I explicitly tell the maths UGs here that proof by contradiction is the most powerful way to prove P -> Q because you get to assume both P and not Q so you have a lot to play with. As a consequence I've been marking perfectly constructive-doable scripts last weekend, with P -> Q proofs of the form "Assume P. Assume for a contradiction not Q. Now here's a proof of Q. But not Q! Contradiction!". I just give them full marks, it's my job to train people to think this way.

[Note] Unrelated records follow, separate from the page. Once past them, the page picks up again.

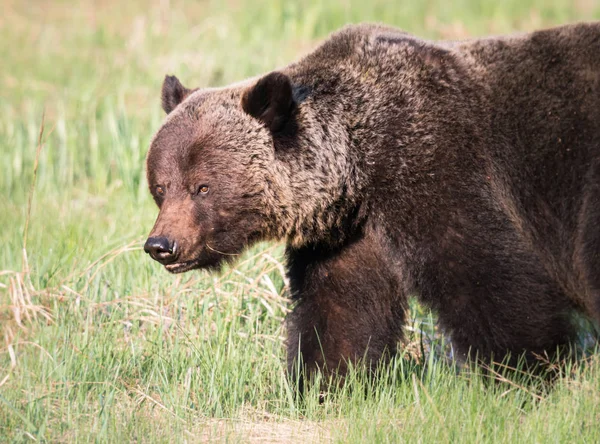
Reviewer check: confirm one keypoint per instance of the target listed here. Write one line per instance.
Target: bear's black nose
(161, 249)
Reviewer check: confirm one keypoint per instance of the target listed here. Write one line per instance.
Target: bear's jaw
(181, 267)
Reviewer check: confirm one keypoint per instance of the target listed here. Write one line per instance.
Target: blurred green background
(100, 343)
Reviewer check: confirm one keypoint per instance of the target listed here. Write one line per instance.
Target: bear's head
(235, 165)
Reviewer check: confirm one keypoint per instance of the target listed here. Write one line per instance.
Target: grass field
(100, 343)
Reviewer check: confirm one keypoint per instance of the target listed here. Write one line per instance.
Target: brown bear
(466, 173)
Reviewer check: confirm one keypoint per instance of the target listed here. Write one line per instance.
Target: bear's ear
(173, 93)
(270, 100)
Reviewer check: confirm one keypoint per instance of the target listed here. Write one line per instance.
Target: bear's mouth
(182, 267)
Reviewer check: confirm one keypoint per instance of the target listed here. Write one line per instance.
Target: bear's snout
(161, 249)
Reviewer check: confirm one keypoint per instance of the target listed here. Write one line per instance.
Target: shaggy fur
(467, 173)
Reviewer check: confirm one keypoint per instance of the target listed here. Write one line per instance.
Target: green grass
(99, 343)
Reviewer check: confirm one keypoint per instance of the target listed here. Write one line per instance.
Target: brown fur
(467, 173)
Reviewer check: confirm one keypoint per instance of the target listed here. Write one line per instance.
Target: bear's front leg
(349, 305)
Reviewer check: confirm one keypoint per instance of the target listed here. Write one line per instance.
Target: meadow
(99, 343)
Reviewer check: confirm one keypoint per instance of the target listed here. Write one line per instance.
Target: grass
(99, 343)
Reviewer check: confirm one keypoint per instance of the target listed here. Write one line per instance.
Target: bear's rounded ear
(270, 100)
(173, 93)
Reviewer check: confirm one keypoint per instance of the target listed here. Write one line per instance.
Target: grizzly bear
(465, 173)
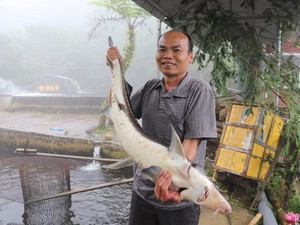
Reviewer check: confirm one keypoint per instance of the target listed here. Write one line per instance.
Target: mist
(42, 40)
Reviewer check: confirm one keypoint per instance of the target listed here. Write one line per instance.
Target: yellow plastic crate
(248, 142)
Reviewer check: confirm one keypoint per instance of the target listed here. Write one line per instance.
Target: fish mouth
(168, 64)
(203, 196)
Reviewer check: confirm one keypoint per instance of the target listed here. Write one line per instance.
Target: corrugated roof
(167, 11)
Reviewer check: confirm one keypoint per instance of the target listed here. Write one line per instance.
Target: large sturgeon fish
(153, 156)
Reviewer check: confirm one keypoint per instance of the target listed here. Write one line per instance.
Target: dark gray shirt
(190, 108)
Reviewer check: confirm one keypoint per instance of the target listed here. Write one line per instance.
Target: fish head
(202, 191)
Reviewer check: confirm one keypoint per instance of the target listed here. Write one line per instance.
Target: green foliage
(244, 53)
(128, 14)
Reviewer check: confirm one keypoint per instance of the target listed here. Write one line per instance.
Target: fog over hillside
(42, 38)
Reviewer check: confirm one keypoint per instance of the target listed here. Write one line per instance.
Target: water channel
(108, 205)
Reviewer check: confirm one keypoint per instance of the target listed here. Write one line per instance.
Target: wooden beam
(108, 184)
(34, 153)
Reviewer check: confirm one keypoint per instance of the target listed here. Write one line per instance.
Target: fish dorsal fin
(176, 145)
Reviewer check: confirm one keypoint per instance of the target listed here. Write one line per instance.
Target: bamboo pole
(66, 156)
(256, 219)
(108, 184)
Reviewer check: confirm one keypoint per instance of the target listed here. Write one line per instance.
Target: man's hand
(164, 189)
(113, 53)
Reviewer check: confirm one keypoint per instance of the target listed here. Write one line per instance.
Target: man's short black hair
(191, 43)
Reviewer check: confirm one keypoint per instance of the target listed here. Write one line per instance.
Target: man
(187, 104)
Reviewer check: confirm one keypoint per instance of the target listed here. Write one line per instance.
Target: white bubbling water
(94, 165)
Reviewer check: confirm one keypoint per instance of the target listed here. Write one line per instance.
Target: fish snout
(219, 203)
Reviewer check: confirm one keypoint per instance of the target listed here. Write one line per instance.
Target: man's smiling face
(173, 56)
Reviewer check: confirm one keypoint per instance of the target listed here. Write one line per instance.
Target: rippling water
(102, 206)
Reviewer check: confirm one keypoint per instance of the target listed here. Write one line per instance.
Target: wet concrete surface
(63, 125)
(82, 126)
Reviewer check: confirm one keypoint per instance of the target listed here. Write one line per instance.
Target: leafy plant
(128, 14)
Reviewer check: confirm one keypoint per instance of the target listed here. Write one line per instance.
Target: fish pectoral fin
(120, 164)
(106, 111)
(176, 145)
(152, 173)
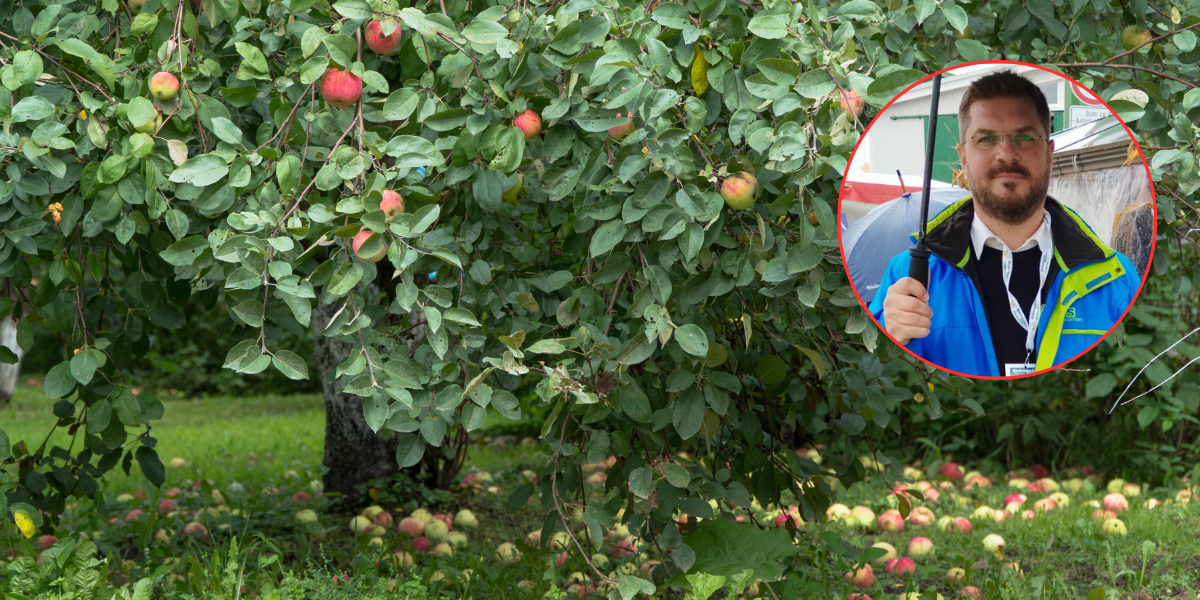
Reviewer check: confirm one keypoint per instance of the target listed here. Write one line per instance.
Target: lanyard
(1030, 324)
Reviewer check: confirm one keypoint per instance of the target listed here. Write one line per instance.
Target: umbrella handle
(918, 264)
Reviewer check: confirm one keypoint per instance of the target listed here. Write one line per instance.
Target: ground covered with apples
(244, 515)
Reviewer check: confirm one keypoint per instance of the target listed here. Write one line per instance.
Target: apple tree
(583, 257)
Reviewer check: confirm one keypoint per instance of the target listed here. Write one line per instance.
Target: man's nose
(1007, 149)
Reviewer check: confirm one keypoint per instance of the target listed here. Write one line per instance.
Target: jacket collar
(1075, 243)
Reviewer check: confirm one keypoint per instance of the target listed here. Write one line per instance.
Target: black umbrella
(886, 232)
(918, 265)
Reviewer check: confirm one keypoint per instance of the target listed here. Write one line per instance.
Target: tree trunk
(9, 373)
(353, 453)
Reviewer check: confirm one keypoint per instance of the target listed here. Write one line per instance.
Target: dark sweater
(1007, 335)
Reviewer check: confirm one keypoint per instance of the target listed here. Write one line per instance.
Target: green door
(945, 155)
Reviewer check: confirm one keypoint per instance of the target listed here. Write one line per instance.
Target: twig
(52, 59)
(1135, 67)
(1110, 59)
(301, 195)
(287, 121)
(612, 301)
(473, 59)
(1147, 365)
(562, 519)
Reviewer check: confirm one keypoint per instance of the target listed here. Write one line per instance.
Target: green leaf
(59, 382)
(689, 413)
(894, 81)
(771, 369)
(641, 481)
(861, 9)
(31, 108)
(768, 27)
(376, 81)
(424, 217)
(606, 238)
(727, 549)
(127, 408)
(201, 171)
(630, 586)
(358, 10)
(637, 349)
(461, 316)
(924, 10)
(84, 365)
(141, 145)
(141, 112)
(1101, 385)
(184, 252)
(485, 31)
(409, 450)
(449, 257)
(291, 365)
(345, 279)
(253, 64)
(250, 311)
(972, 49)
(27, 67)
(693, 340)
(226, 130)
(311, 40)
(958, 18)
(151, 467)
(375, 412)
(546, 347)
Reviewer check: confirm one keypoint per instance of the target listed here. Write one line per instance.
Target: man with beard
(1018, 282)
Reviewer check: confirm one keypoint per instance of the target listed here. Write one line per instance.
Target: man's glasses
(991, 141)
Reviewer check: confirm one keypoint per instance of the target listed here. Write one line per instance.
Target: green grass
(225, 438)
(255, 441)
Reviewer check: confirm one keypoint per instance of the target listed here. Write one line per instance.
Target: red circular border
(1153, 208)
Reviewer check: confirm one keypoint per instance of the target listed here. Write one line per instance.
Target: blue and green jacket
(1093, 287)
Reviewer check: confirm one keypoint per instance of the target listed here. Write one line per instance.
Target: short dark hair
(1003, 84)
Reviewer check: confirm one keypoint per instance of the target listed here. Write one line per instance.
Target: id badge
(1017, 369)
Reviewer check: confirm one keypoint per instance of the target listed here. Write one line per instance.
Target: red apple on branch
(341, 88)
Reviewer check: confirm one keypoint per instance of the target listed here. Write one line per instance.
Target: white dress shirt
(982, 237)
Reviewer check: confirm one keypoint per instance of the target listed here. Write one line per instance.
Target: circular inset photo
(997, 219)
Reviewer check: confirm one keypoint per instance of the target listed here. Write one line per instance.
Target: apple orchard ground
(256, 441)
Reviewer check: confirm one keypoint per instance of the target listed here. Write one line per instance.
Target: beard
(1011, 207)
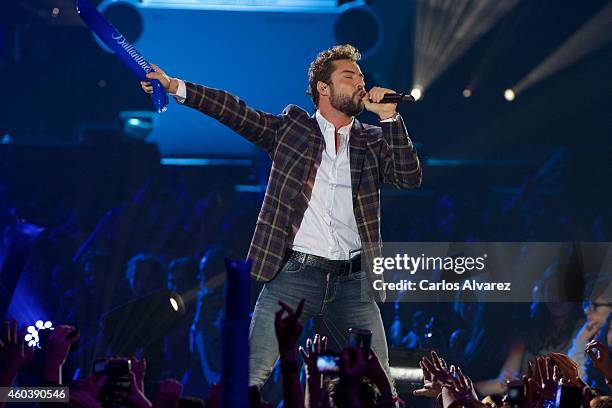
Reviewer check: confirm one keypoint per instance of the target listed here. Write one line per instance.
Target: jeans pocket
(358, 276)
(292, 266)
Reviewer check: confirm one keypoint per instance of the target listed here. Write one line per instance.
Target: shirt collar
(324, 124)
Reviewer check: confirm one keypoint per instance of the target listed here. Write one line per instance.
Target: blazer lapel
(357, 145)
(315, 146)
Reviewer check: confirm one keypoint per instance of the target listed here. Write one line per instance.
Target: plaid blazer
(294, 142)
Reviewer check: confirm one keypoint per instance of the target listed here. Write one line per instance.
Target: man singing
(321, 211)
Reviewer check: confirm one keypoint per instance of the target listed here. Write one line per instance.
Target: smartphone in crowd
(328, 362)
(117, 371)
(516, 393)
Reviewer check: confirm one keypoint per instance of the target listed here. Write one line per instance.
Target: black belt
(334, 266)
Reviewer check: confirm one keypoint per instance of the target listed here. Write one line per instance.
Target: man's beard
(344, 103)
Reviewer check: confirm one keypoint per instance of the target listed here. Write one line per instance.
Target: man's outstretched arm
(399, 163)
(258, 127)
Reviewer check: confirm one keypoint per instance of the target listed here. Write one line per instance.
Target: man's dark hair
(367, 392)
(322, 67)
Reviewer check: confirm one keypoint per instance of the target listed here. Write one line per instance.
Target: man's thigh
(293, 283)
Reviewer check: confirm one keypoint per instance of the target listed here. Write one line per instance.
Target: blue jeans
(335, 298)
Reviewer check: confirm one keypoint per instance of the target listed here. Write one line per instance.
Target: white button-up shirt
(328, 228)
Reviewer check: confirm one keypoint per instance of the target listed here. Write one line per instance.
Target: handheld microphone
(397, 97)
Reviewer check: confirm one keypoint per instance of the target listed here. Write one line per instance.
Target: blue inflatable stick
(125, 51)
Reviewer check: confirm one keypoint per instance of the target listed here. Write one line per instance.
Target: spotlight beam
(591, 36)
(445, 29)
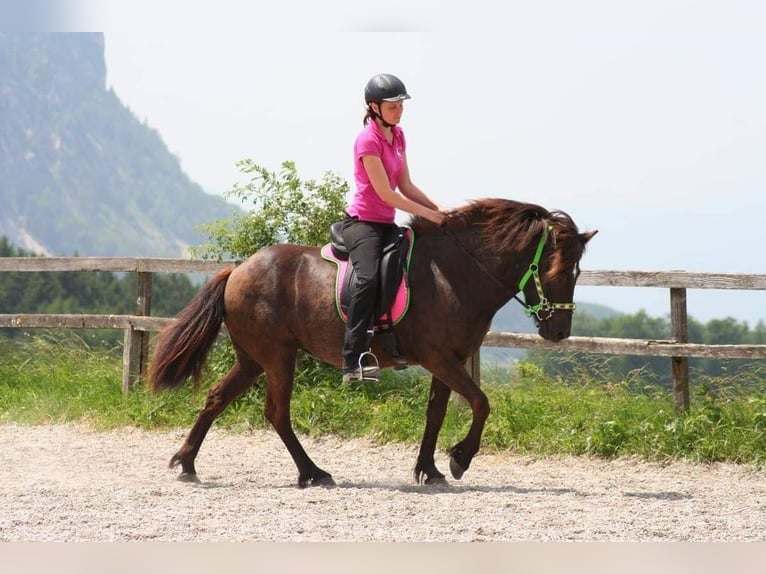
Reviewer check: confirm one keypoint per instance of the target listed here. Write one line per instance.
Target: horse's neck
(469, 271)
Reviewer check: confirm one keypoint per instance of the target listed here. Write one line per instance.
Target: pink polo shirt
(366, 204)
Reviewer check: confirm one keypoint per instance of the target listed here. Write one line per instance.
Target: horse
(280, 301)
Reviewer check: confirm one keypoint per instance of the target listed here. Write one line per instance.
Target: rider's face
(391, 111)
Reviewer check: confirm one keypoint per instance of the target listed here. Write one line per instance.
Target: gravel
(71, 483)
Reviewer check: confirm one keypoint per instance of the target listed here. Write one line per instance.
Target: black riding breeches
(365, 241)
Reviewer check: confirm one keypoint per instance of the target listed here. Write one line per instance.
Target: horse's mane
(508, 225)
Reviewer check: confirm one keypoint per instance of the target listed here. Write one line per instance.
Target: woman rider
(383, 185)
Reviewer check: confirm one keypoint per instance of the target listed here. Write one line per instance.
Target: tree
(284, 209)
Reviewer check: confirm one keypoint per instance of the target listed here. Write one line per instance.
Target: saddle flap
(336, 241)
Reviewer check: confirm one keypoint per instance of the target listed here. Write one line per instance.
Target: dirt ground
(69, 483)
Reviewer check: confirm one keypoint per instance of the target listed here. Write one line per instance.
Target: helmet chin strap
(380, 117)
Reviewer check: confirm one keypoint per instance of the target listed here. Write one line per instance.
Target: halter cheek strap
(544, 309)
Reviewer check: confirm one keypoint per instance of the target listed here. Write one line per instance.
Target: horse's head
(548, 283)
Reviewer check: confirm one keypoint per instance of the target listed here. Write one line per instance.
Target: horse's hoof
(436, 481)
(455, 468)
(189, 477)
(319, 480)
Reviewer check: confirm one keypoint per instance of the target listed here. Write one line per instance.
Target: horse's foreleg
(454, 375)
(437, 409)
(279, 391)
(232, 385)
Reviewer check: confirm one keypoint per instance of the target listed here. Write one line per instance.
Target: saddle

Kevin Buzzard (Oct 22 2019 at 10:35):

OK so I occasionally write a slightly sarcastic comment in the margin as well.

Kevin Buzzard (Oct 22 2019 at 10:56):

It's interesting that I still vividly remember figuring out myself that this was the correct way to think about every problem, as a first year undergraduate. As a result I rejected constructivism at 18 (without even understanding what this meant) and hence this is why I have very little feeling for it.